Department of Electrical Engineering, National University of Computer and Emerging Science, Islamabad 44000, Pakistan.
Department of Intelligent Mechatronics Engineering, Sejong University, Seoul 05006, Korea.
Sensors (Basel). 2020 Sep 17;20(18):5338. doi: 10.3390/s20185338.
Hybrid pre-coding strategies are considered as a potential solution for combating path loss experienced by Massive MIMO systems operating at millimeter wave frequencies. The partially connected structure is preferred over the fully connected structure due to smaller computational complexity. In order to improve the spectral efficiency of a partially connected hybrid pre-coding architecture, which is one of the requirements of future 5G/B5G systems, this work proposes the application of evolutionary algorithms for joint computation of RF and the digital pre-coder. The evolutionary algorithm based scheme jointly evaluates the RF and digital pre-coder for a partially connected hybrid structure by taking into account the current RF chain for computations and therefore it is not based on interference cancellation from all other RF chains as in the case of successive interference cancellation (SIC). The evolutionary algorithm, i.e., Artificial Bee Colony (BEE) based pre-coding scheme outperforms other popular evolutionary algorithms as well as the SIC based pre-coding scheme in terms of spectral efficiency. In addition, the proposed algorithm is not overly sensitive to variations in channel conditions.

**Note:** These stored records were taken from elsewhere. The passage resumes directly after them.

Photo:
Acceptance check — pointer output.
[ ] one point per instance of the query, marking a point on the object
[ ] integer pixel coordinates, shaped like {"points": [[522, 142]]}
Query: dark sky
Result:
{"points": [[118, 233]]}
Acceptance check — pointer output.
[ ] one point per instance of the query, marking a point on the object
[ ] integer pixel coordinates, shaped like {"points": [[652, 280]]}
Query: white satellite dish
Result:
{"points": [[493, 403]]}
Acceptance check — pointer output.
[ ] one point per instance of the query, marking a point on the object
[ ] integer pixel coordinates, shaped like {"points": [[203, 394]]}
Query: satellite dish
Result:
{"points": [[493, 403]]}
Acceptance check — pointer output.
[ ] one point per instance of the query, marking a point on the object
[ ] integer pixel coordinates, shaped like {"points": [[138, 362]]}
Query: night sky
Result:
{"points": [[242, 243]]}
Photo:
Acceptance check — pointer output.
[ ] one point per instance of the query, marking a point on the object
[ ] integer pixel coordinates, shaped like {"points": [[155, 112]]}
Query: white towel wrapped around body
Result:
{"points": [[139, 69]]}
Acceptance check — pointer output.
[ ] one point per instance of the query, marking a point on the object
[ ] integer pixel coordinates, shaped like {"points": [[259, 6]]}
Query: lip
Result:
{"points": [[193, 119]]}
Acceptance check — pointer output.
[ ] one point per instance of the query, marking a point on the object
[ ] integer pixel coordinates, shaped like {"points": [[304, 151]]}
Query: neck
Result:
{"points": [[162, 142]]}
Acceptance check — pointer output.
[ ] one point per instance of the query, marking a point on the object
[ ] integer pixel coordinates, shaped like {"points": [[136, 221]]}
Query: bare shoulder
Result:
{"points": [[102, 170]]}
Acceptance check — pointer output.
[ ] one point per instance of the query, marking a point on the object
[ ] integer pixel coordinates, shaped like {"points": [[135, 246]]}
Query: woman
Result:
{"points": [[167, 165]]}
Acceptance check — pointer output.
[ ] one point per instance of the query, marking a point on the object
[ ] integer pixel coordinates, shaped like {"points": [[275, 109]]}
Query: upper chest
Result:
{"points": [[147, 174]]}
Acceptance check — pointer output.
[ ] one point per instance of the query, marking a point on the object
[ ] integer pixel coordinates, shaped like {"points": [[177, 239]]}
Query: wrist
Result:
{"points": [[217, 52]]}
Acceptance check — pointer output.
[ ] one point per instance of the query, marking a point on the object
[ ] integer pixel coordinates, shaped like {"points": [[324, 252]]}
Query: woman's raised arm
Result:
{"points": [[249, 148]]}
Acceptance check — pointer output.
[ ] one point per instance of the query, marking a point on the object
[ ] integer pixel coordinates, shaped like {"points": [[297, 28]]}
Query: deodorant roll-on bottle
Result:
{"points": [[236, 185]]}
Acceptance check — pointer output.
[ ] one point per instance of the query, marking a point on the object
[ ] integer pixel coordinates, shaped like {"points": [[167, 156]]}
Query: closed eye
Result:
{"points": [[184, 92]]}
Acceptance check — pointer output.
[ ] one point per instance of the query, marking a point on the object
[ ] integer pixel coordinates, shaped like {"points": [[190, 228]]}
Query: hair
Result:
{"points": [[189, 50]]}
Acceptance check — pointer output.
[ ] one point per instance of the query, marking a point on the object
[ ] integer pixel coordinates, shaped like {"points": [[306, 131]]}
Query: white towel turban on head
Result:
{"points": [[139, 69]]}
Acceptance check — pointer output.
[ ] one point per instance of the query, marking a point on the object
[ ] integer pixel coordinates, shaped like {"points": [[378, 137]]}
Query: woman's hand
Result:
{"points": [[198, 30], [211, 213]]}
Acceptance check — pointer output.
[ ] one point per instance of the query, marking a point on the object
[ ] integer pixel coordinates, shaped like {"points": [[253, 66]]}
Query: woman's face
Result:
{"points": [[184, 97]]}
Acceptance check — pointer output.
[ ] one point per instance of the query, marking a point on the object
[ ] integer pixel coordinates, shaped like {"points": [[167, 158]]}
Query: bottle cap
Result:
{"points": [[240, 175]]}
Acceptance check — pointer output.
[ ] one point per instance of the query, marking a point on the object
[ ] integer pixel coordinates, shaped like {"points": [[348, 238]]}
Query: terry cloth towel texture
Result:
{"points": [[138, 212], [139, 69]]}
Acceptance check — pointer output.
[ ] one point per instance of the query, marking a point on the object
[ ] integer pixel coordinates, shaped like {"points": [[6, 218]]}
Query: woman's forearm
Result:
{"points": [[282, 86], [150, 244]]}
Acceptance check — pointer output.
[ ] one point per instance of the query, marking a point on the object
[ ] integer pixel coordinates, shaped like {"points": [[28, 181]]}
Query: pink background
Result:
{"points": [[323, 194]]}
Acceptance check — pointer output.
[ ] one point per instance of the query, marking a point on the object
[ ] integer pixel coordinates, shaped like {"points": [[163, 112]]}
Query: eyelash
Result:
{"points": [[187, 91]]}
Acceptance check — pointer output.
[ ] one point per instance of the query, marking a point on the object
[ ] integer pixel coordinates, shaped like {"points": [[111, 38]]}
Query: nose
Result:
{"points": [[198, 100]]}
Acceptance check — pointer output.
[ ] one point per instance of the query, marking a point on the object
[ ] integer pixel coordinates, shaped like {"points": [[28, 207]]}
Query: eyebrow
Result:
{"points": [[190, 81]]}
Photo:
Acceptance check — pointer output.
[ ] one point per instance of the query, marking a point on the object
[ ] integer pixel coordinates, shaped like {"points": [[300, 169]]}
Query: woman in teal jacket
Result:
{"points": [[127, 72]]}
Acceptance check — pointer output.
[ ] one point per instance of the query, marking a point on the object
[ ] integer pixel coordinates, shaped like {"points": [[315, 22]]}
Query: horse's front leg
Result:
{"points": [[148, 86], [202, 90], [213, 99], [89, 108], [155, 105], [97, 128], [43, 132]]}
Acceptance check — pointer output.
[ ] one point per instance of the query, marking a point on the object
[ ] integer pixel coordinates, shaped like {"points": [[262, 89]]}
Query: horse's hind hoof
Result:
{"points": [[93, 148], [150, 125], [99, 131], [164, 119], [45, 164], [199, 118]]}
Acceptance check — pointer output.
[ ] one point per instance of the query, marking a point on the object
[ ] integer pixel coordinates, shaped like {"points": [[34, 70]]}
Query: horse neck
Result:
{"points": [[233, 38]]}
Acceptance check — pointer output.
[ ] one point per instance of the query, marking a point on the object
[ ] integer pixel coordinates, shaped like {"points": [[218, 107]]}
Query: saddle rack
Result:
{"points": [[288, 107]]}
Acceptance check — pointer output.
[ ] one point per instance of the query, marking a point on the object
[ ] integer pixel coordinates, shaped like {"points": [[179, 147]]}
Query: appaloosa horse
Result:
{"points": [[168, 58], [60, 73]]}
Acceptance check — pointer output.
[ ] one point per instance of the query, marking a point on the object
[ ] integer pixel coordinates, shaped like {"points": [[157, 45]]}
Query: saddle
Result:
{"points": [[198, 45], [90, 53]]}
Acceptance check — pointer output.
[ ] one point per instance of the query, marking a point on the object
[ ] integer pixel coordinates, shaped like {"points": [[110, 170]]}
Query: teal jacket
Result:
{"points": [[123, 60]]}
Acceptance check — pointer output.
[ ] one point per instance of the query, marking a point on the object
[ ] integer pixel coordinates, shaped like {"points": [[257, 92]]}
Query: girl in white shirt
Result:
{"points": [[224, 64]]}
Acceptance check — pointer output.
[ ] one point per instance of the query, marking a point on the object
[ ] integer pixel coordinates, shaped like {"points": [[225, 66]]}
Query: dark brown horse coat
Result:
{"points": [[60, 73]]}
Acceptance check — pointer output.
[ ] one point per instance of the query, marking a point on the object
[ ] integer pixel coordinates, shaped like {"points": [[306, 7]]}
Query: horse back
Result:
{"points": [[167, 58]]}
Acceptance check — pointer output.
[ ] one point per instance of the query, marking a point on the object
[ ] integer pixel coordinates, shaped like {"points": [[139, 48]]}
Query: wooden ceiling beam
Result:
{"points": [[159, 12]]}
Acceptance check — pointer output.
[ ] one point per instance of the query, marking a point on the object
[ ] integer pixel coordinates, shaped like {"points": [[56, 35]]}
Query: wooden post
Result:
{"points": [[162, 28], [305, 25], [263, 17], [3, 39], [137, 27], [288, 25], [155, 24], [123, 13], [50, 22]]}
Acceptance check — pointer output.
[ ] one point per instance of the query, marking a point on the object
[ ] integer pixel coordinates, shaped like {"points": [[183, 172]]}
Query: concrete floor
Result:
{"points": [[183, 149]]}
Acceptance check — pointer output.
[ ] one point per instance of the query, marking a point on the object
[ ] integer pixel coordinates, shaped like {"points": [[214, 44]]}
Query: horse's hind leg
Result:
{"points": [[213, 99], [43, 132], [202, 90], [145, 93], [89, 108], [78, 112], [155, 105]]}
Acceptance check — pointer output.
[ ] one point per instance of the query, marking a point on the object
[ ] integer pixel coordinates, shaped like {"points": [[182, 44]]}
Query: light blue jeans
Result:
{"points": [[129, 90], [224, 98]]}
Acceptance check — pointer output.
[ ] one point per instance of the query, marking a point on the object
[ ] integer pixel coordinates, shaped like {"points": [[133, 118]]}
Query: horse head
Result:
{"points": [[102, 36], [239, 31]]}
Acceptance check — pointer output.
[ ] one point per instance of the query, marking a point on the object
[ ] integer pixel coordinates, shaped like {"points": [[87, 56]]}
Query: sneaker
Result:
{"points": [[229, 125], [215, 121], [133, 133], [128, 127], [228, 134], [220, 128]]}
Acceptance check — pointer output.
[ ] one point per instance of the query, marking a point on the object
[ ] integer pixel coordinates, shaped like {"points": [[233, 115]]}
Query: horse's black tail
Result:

混合预编码策略被认为是克服大规模多输入多输出(MIMO)系统在毫米波频率下经历的路径损耗的一种潜在解决方案。由于较小的计算复杂度,部分连接结构优于全连接结构。为了提高部分连接混合预编码架构的频谱效率,这是未来 5G/B5G 系统的要求之一,这项工作提出了应用进化算法来联合计算射频和数字预编码器。基于进化算法的方案通过考虑当前的射频链进行计算,联合评估部分连接混合结构的射频和数字预编码器,因此它不是基于所有其他射频链的干扰消除,如在连续干扰消除(SIC)的情况下。基于进化算法,即基于人工蜂群(BEE)的预编码方案,在频谱效率方面优于其他流行的进化算法以及基于 SIC 的预编码方案。此外,所提出的算法对信道条件的变化不敏感。